Marcello Pacifico ha sottolineato come questa linea d'azione dimostri, una volta di più (se ce ne fosse stato bisogno) che la scuola 'naviga a vista', vivendo alla giornata e 'senza che ci sia dietro un vero progetto'. Non è stata data alcuna risposta a chi, invece, la scuola la vive ogni giorno e che ha continuato, per mesi, a ribadire il proprio NO alla riforma attraverso scioperi, blocco degli scrutini, flash mob ed altre manifestazioni di protesta.

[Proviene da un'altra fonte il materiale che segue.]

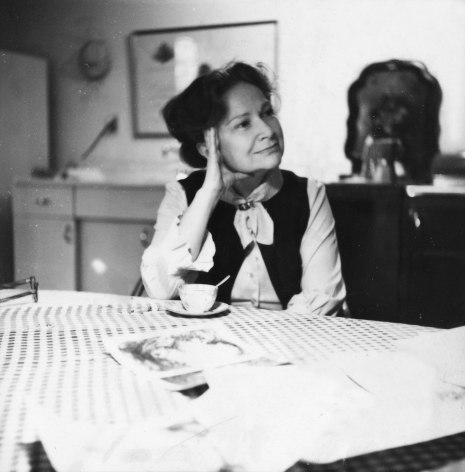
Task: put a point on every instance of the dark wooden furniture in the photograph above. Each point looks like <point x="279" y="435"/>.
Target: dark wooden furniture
<point x="368" y="218"/>
<point x="402" y="251"/>
<point x="432" y="290"/>
<point x="400" y="100"/>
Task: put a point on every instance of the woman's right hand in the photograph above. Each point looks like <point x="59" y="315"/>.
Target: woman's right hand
<point x="218" y="177"/>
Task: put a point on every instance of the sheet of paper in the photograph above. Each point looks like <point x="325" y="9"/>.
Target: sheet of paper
<point x="75" y="446"/>
<point x="267" y="417"/>
<point x="444" y="350"/>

Riforma scuola, assunzioni e chiamata diretta: 'Basterebbe un semplice decreto'

Sarebbe bastata l'approvazione di un semplice decreto legge, sottolinea il presidente dell'Anief, per far passare in ruolo i centomila precari e i vincitori di concorso: non c'era alcun bisogno di ricorrere a 'piani straordinari', perchè oltre ai 50.000 posti circa disponibili per il turn over, ve ne sono almeno altrettanti liberi.

Per Marcello Pacifico non serve scomodare alcun organico funzionale (che in ogni caso risulterebbe comunque utile), nè tanto meno ricorrere all'incostituzionale chiamata diretta dei docenti da parte dei dirigenti scolastici: basterebbe soltanto effettuare un censimento sui posti liberi, emettere un decreto ed attingere dai fondi già predisposti e stanziati dalla legge di Stabilità 2015. Insomma, basterebbe adottare una procedura basata su norme che già esistono, senza che si ricorra a forme di intimidazione nei confronti dei sindacalisti o dei parlamentari. 
Il presidente dell'Anief conclude affermando che 'insistere su questa riforma della scuola significherebbe pagare un prezzo salatissimo', anche e soprattutto in ragione delle indicazione della condanna subìta dall'Italia dalla Corte Europea di Bruxelles per abuso di precariato.